On a second occasion, together with the Egyptian artist Osama Dawod, we visited the Cairo Biennale at the Opera House complex. Right at the entrance, Osama, as an Egyptian citizen, was asked to leave his ID card in the hands of the security during the entire length of our visit to the exhibit and to sign a paper saying that if anything happened to me or if I broke something he would be held accountable. After a long argument with the institution officials, we left the venue and in a nearby coffee shop Dawod further explained in detail the situation, pointing at the different forms of apartheid that exist in Egypt.

 

Those of you who are familiar with what I am trying to say here, will argue that these examples only describe the psychology of government-run institutions, but the independent art scene has a different modus operandi.

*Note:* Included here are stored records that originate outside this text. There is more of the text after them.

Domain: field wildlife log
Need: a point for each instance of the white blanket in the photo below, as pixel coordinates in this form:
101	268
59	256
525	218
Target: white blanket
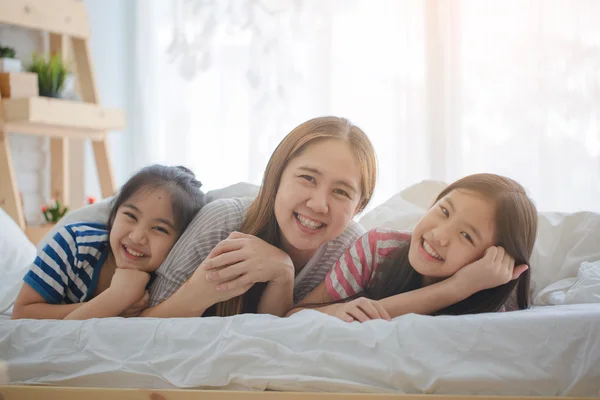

This is entirely true  nobody will ask you to leave your ID card at the door of an independent gallery while you conduct a visit, and of course no representative of an independent art space would boot out a father with his two young daughters from the premises.

 

Nevertheless, on very few occasions would this father and his family be able to find a independent art space in the city and even if, by chance, they lived right next to one they most likely wouldn't know what its function was and, even less, feel invited, welcome, or confident enough to step foot in the place.

 

The way in which I like to think about the future of art infrastructures in the Middle East and North Africa is no different to the way I like to think about the future of art infrastructures in general, since these challenges are shared internationally.

 

A future worth thinking about is one where cultural institutions of all kinds understand that accessibility is mandatory where culture is produced and shared, acknowledging the basic right to cultural education for every member of society. Most importantly, the future I imagine is one where the audience is not marginalized using the categories of 'educated' and 'uneducated' – a softer form of segregation that engages with prejudices based on nationality, class, race, and level of formal education or economic income.

 

Being a general concern, many individuals within art institutions along with practitioners are joining in the effort to collectively bridge audiences to centres and spaces, so as to create stronger networks to reach out to audiences. The main objective and the larger challenge in such a concern is to dismantle the historical misinterpretation of what culture is and for whom it exists.

Asunción Molinos Gordo

is an artist and independent researcher. Her work focuses on the rural sphere and the socio-cultural implications of agriculture. She employs installation, photography, sound and other media to explore issues of peasantry from a trans-national approach. Molinos obtained her B.A. in Fine Arts from the Universidad Complutense de Madrid, from where she also received her Master in Contemporary Art Theory and Practice. Her projects have been shown in Europe and Middle East at venues including Delfina Foundation, Darat Al Funun, The Townhosue Gallery, La Casa Encendida, Museo Patio Herreriano, CAB, La Fábrica and Arnolfini Art Centre. She currently lives and works between Cairo, Muscat and her hometown in Spain, Guzmán.